Take the homebodies, or those who prefer to exercise at home, with their families, at the office, in a community set-up or outdoors. Then there are the teenagers who grew up with PlayStations and simply can’t be bothered exercising at all.

Christchurch-based game developers Stickmen Studios and Crown Research Institute Industrial Research Ltd recently combined efforts to roll fitness, technology and movement science into an engaging, interactive martial-artsstyle party game called Kung Fu Funk.

To play this exergame, which was released in March, players must first master the moves using Wii motion-sensing controls. Different levels involve varying degrees of movements ranging from gentle Zen-type regimes and energetic plate breaking routines through to the grand finale, the ‘disco dojo’ showdown.

Because of the various levels, Kung Fu Funk appeals to a broad market and offers people of all ages, including the older generation, the opportunity to be physically and socially active. While it’s fun, it’s also functional. Incorporating the extensive movement science research of IR scientist Marcus King, the game includes a wide range of movements covering all joint angles in the upper body. Says Stickmen Studios CEO Wil McLellan: “A major achievement with Kung Fu Funk is that the movement science is hidden within the game, so, to the players, the experience is that of a fun party game.”

While there are more exercise options than ever, it is more than likely that the technological approach will become a fitness stronghold both in and outside the gym environment. So what will fitness look like in the more distant future? The white paper puts forward the controversial idea that technological and scientific breakthroughs may at some point do away with the need for physical activity in order to get fit.

This theory is based on the likes of molecular nanotechnology, the so-far hypothetical manipulation of natural matter to give it specific properties—think fit pills, radical lifeextension techniques and machines that surpass human brain power.

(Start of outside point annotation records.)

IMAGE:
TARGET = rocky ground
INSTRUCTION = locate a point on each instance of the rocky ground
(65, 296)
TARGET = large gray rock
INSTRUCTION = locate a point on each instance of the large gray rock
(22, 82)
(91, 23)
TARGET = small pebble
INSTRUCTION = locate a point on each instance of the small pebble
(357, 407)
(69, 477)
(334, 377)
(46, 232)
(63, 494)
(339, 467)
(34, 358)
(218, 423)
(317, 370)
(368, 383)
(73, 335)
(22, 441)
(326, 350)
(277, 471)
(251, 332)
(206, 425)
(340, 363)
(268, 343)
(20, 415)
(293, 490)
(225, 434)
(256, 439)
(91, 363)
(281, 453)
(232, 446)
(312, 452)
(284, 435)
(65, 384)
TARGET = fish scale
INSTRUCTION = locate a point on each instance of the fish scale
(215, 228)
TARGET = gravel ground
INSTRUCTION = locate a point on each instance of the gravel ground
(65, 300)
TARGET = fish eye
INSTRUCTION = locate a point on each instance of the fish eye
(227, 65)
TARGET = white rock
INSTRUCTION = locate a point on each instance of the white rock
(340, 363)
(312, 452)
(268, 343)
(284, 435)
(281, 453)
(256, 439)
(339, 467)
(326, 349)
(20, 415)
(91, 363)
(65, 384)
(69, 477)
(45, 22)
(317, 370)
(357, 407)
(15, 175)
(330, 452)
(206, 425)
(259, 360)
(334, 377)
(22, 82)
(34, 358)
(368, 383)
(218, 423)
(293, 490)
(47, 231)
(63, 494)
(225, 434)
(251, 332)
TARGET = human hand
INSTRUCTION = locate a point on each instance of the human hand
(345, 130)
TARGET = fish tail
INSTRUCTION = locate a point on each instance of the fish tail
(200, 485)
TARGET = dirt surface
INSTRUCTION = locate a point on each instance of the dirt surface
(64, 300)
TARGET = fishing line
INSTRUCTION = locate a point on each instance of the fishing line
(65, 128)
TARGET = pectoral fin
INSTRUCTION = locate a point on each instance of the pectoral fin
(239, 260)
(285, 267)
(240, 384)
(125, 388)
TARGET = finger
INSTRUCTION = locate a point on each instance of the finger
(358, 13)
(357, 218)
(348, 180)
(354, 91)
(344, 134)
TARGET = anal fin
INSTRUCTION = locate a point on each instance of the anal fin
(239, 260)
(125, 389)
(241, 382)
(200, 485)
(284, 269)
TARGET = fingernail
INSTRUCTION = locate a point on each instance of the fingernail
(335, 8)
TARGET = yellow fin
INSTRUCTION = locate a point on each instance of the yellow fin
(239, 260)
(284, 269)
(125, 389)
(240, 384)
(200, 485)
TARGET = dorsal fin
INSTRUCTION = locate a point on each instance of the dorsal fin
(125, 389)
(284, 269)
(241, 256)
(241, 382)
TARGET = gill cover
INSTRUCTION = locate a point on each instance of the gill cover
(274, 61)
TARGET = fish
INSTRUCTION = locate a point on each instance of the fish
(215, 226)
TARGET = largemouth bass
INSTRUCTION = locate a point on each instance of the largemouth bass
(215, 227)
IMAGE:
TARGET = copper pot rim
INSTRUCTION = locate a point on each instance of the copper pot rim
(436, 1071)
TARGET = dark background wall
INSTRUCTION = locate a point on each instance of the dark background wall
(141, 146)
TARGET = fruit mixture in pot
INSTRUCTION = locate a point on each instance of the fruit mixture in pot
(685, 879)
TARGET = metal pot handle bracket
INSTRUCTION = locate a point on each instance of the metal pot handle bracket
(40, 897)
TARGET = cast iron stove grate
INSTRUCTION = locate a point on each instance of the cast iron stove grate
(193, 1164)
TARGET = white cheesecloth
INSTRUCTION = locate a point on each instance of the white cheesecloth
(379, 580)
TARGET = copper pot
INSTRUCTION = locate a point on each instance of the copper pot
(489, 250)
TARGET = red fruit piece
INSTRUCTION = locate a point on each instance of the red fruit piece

But realistically speaking, until we can change our biological make-up the principles of fitness will remain the same. The only way to be fit and healthy is to keep moving, so there will still be a need for structured exercise and professionals to keep us motivated.

“What is changing is where, how and who we exercise with,” says Richard Beddie, head of FitnessNZ, the association for the Kiwi health and fitness industry. “The ‘where’ is changing in that we increasingly exercise in locations that suit us, such as parks or our homes. I foresee the growth of small group activities such as boot-camp style or team training, with an exercise professional leading the activity.

Exercise professionals like personal trainers will play an increasingly important role—their skills, knowledge and motivation techniques will make all the difference.” However, their role is likely to become more multidisciplinary; to meet the demands of their clients, they will need to act as fitness trainer, nutritionist, personal motivator, confidante and social connection all in one.